Physiologic roles for taurine relative to the kidney

It is possible to develop a structural-functional map of the kidney based upon information presented in this review. The nephron, the basic unit of the kidney, has several different cell types that behave in a variety of ways when interacting with taurine. The major characteristics of taurine in terms of kidney function are shown in Table 1. Although many of these roles may overlap in different renal tissue types, the function of each structural part sets the paradigm within which taurine will operate.

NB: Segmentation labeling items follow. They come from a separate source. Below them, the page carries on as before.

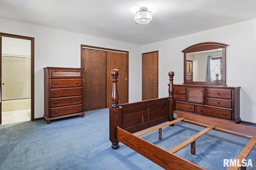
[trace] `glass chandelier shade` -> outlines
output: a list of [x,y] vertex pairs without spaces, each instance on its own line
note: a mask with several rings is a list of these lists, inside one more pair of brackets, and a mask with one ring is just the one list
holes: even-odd
[[135,13],[135,22],[139,24],[147,24],[152,21],[152,15],[146,7],[141,7],[140,11]]

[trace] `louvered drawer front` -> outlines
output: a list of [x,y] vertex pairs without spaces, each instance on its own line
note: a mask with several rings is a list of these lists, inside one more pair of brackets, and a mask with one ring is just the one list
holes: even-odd
[[231,119],[232,111],[229,110],[198,106],[196,106],[196,113],[222,119]]
[[72,96],[82,95],[82,87],[80,88],[54,88],[51,89],[50,98]]
[[81,70],[53,69],[50,73],[50,78],[82,78]]
[[232,99],[231,90],[207,89],[207,97],[221,98],[223,99]]
[[50,80],[50,88],[82,87],[82,79],[53,79]]
[[190,112],[194,112],[195,105],[177,102],[176,103],[176,109]]
[[188,102],[204,104],[204,88],[189,88],[188,89]]
[[207,98],[207,105],[231,108],[232,108],[232,100]]
[[186,94],[186,87],[174,86],[174,94]]
[[82,111],[82,104],[62,107],[50,109],[51,117],[62,116]]
[[174,94],[174,98],[177,101],[186,102],[186,95]]
[[51,99],[50,107],[63,106],[82,104],[82,96]]

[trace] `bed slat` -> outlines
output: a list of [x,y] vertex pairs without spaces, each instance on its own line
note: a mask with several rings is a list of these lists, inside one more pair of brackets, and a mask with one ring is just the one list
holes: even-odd
[[214,129],[214,127],[215,127],[214,126],[209,126],[202,131],[200,131],[194,135],[192,137],[191,137],[187,140],[185,141],[184,142],[180,143],[176,147],[172,148],[171,149],[169,150],[169,152],[172,153],[176,153],[177,152],[186,147],[187,145],[195,141],[196,139],[208,132],[209,131]]
[[171,121],[169,122],[165,123],[164,124],[163,124],[162,125],[159,125],[159,126],[157,126],[155,127],[152,127],[152,128],[150,128],[149,129],[145,130],[145,131],[139,132],[138,133],[136,133],[136,134],[134,134],[134,135],[135,136],[138,136],[138,137],[140,136],[143,135],[145,135],[146,134],[150,132],[152,132],[153,131],[155,131],[156,130],[159,129],[161,129],[164,127],[165,127],[166,126],[167,126],[169,125],[172,125],[176,122],[181,121],[184,119],[182,118],[178,118],[174,120],[174,121]]
[[[236,158],[236,160],[239,160],[239,165],[242,164],[242,160],[243,159],[245,159],[247,156],[252,151],[253,147],[256,144],[256,136],[253,136],[247,143],[247,145],[244,148],[243,150],[241,151],[240,153]],[[238,170],[241,168],[240,166],[231,167],[230,166],[227,170]]]
[[205,170],[117,127],[117,140],[166,170]]

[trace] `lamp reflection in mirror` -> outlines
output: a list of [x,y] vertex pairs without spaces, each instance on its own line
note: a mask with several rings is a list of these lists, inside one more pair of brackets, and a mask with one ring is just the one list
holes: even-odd
[[135,13],[135,22],[138,24],[147,24],[151,22],[152,15],[150,11],[146,7],[141,7],[139,11]]

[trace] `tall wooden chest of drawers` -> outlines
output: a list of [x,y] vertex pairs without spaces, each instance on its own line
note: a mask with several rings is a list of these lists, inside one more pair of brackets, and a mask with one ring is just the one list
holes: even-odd
[[82,111],[83,68],[44,68],[44,115],[47,124],[51,120],[76,115]]
[[174,84],[176,110],[234,123],[240,117],[240,87]]

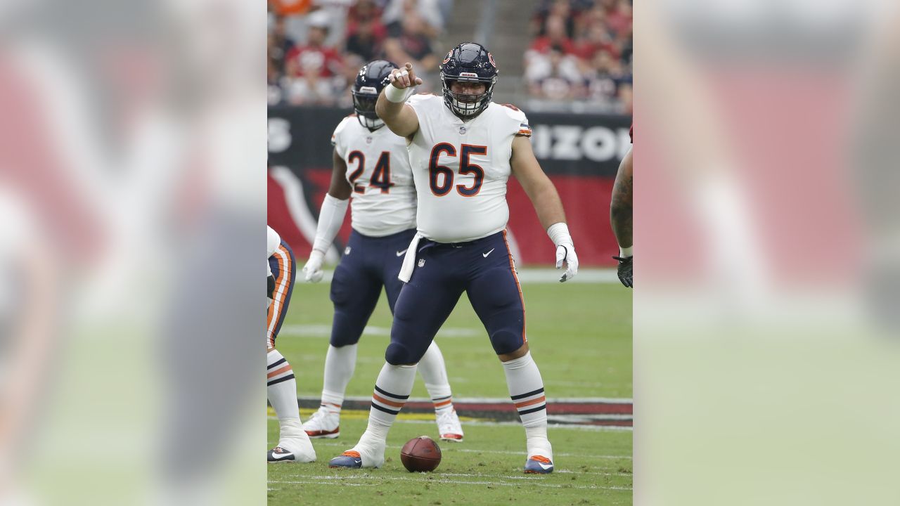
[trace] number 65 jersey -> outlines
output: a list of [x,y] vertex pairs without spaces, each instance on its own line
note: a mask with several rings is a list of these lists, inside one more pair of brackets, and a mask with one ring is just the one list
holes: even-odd
[[418,116],[409,145],[418,232],[436,242],[464,242],[504,230],[512,141],[531,136],[525,113],[491,103],[464,122],[442,96],[416,95],[407,104]]
[[384,237],[416,226],[416,189],[406,140],[387,126],[370,131],[356,114],[344,118],[331,136],[346,163],[350,221],[357,232]]

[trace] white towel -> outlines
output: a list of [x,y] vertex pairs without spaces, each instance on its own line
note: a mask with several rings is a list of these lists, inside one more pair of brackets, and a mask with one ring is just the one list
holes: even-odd
[[400,274],[397,275],[397,278],[403,283],[410,283],[410,278],[412,277],[412,269],[416,268],[416,252],[418,251],[418,241],[422,237],[420,233],[416,232],[403,257],[403,265],[400,267]]

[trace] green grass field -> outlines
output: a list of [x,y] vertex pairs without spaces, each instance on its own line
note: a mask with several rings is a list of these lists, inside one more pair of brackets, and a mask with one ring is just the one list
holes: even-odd
[[[632,397],[631,291],[612,284],[525,284],[528,344],[548,398]],[[328,285],[295,286],[277,348],[293,366],[299,394],[318,396],[332,308]],[[359,344],[347,396],[372,394],[384,363],[391,313],[382,297]],[[437,336],[454,398],[508,397],[503,369],[481,321],[464,298]],[[413,397],[427,397],[421,380]],[[311,411],[303,410],[305,420]],[[328,461],[352,447],[367,413],[345,411],[341,437],[316,439],[314,464],[270,465],[270,504],[631,504],[632,432],[552,427],[556,471],[521,472],[525,435],[518,424],[466,423],[465,441],[443,443],[443,460],[430,474],[410,474],[400,448],[423,434],[436,438],[433,417],[400,413],[388,438],[383,468],[329,469]],[[428,419],[431,420],[428,420]],[[277,442],[269,420],[268,442]],[[540,493],[539,500],[534,493]]]

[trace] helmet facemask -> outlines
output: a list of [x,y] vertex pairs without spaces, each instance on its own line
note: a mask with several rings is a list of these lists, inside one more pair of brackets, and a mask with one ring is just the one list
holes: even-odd
[[356,112],[359,124],[374,131],[382,126],[384,122],[375,113],[375,103],[378,102],[378,92],[374,88],[363,86],[359,91],[353,92],[353,108]]
[[[457,117],[463,120],[471,120],[488,108],[488,105],[490,104],[490,96],[493,95],[494,83],[497,82],[497,77],[494,77],[490,79],[467,79],[455,77],[444,77],[442,76],[441,81],[444,85],[444,103],[446,104],[447,107]],[[452,86],[454,81],[484,83],[484,93],[479,95],[454,93]]]

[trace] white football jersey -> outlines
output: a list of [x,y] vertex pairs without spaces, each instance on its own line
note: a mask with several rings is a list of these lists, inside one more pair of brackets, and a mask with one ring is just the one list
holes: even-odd
[[383,237],[416,227],[416,188],[406,140],[387,126],[369,131],[356,114],[344,118],[331,136],[346,163],[350,221],[357,232]]
[[437,242],[474,240],[506,228],[512,140],[531,135],[525,113],[493,104],[464,122],[444,97],[413,95],[418,116],[410,161],[418,193],[418,232]]
[[269,266],[268,259],[275,254],[278,247],[281,246],[281,236],[278,235],[278,232],[274,231],[272,227],[266,225],[266,228],[267,229],[266,234],[266,276],[268,277],[272,276],[272,267]]

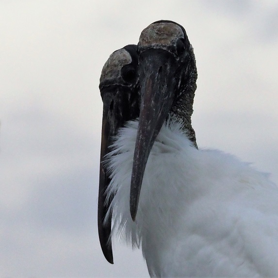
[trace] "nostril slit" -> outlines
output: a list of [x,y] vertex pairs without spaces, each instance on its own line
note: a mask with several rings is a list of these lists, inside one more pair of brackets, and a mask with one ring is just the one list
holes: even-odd
[[113,110],[114,108],[114,101],[112,100],[111,101],[111,103],[110,103],[110,110]]

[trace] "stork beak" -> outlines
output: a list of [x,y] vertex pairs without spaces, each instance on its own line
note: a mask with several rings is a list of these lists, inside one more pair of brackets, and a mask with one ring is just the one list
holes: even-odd
[[162,49],[147,50],[140,54],[139,60],[141,103],[130,199],[133,221],[147,159],[174,100],[176,66],[173,55]]
[[[103,165],[105,156],[109,152],[108,146],[110,145],[111,138],[114,135],[114,127],[117,125],[115,119],[113,118],[113,114],[110,109],[113,99],[111,98],[103,98],[103,111],[102,114],[102,127],[101,129],[101,146],[100,147],[100,161],[99,167],[99,185],[98,188],[98,237],[100,246],[104,257],[110,263],[113,263],[113,254],[111,245],[108,245],[109,236],[111,231],[112,218],[104,225],[103,221],[109,208],[109,202],[106,201],[105,191],[110,179]],[[114,123],[114,125],[111,125]]]

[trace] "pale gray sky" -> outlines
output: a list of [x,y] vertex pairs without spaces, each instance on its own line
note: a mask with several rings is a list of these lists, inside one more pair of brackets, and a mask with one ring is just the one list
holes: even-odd
[[143,277],[139,251],[106,262],[97,225],[102,67],[153,21],[183,25],[198,68],[200,147],[278,183],[276,0],[0,1],[0,273]]

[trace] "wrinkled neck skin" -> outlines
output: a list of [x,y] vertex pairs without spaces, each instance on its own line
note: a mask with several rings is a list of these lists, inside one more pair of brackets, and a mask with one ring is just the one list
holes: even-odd
[[[181,71],[180,76],[176,77],[180,79],[178,89],[180,93],[172,105],[170,115],[171,118],[178,118],[182,121],[183,130],[186,131],[188,138],[197,148],[195,131],[191,125],[197,74],[195,56],[192,46],[190,51],[191,60],[188,66]],[[188,74],[188,73],[190,73]]]

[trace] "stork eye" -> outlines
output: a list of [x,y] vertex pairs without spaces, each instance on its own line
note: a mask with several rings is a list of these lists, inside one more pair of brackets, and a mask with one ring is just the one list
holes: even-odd
[[135,79],[135,70],[133,67],[130,65],[127,65],[122,68],[121,75],[126,82],[131,83]]
[[177,41],[176,47],[177,48],[177,54],[178,55],[181,55],[185,50],[184,40],[183,39],[179,39]]

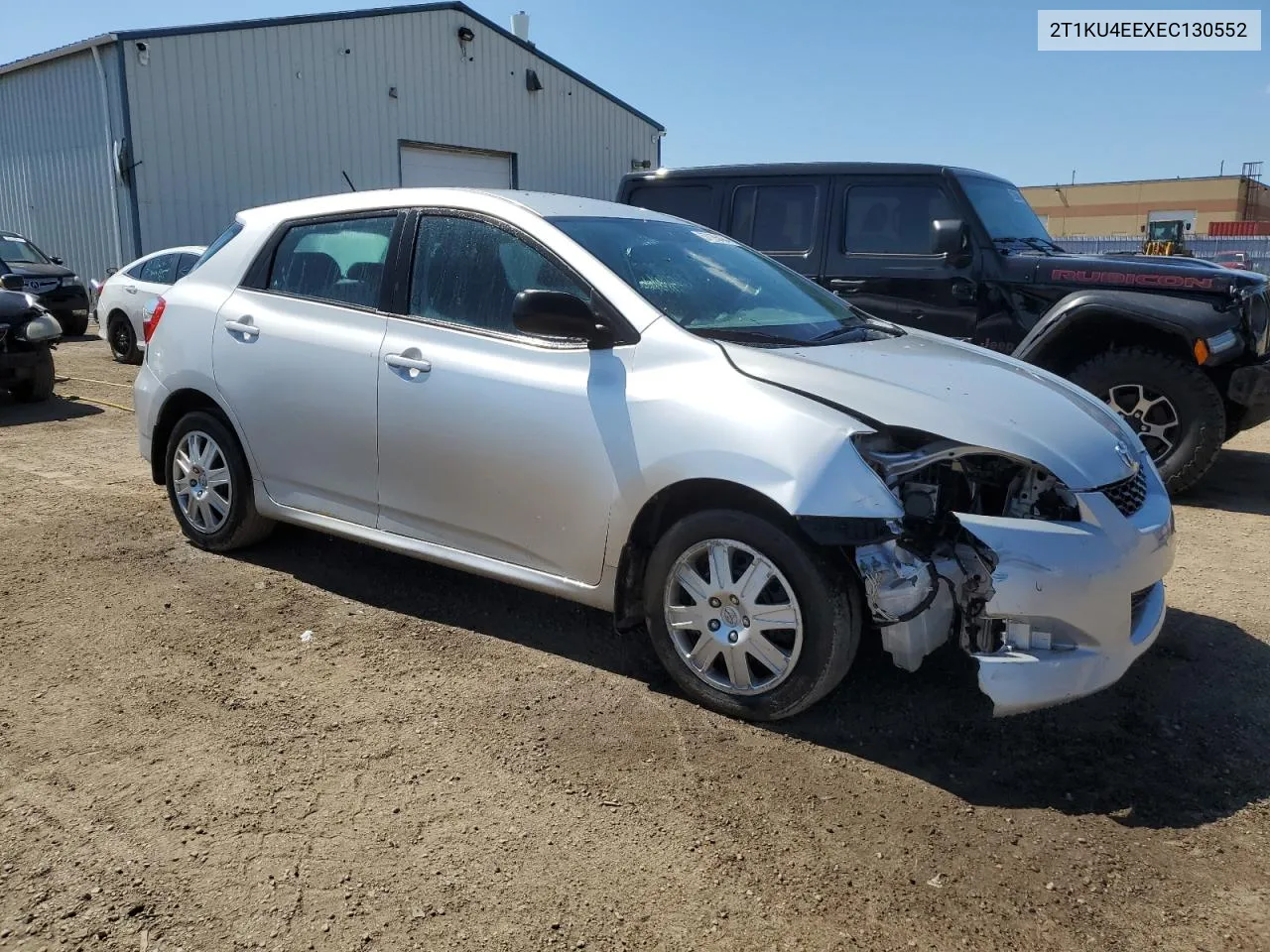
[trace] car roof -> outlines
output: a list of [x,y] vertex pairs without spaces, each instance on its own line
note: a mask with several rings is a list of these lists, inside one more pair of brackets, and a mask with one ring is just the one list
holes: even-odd
[[[738,178],[756,175],[978,175],[986,179],[999,176],[956,165],[930,162],[756,162],[751,165],[697,165],[682,169],[630,173],[627,180],[678,179],[678,178]],[[1001,179],[1005,182],[1006,179]]]
[[494,211],[498,206],[519,206],[542,218],[657,218],[678,221],[669,215],[635,208],[598,198],[558,195],[551,192],[518,192],[480,188],[386,188],[373,192],[343,192],[334,195],[301,198],[271,206],[246,208],[244,220],[286,221],[323,215],[344,215],[381,208],[461,208]]

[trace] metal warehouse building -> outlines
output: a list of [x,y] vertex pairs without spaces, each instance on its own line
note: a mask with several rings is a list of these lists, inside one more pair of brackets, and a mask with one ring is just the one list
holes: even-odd
[[513,19],[521,36],[418,4],[112,33],[0,66],[0,228],[100,277],[250,206],[396,185],[612,198],[659,165],[663,127]]

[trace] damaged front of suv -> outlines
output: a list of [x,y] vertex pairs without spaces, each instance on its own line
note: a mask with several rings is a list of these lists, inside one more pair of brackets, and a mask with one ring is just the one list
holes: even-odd
[[950,360],[949,347],[911,331],[866,348],[729,354],[861,421],[851,440],[894,517],[846,533],[801,522],[847,551],[897,666],[916,670],[955,638],[997,715],[1092,694],[1163,625],[1167,493],[1096,400],[977,348],[951,345],[964,353]]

Table 1 The role of taurine in various renal structures

The effect of taurine on renal blood vessels is to alter blood flow, and probably to stabilize the endothelium of the extensive renal vascular network [33]. Taurine influences blood flow within all types of vessels (capillaries, venules and arterioles) through several mechanisms discussed previously, such as NO synthase activity, the rheology of erythrocytes, the renin-angiotensin system activity and vascular tone [15, 16, 24]. In the glomerulus, where inflammatory cytokines evoke leukocyte migration, T cell activation, fibrosis, sclerosis and scarring, the value of taurine as an antioxidant is paramount. Taurine scavenges ROS that can influence podocyte function and increase protein excretion. In the proximal tubule, the site of bulk reabsorption of ions, organic solutes and water, taurine influences sodium transport and is taken up itself to maintain the body pool size in an adaptive response to variations in dietary availability. The taurine transporter system maintains the steep plasma (extracellular, μM) to intracellular (mM) concentration gradient despite huge variations in taurine intake. In the medulla, taurine is critical to cell volume regulation, moving into or out of collecting duct cells relative to external osmolarity. Taurine’s role as an osmolyte is likely important in many cell types in nearly all organs, but it is especially evident in renal medullary cells, where final urine concentration is established.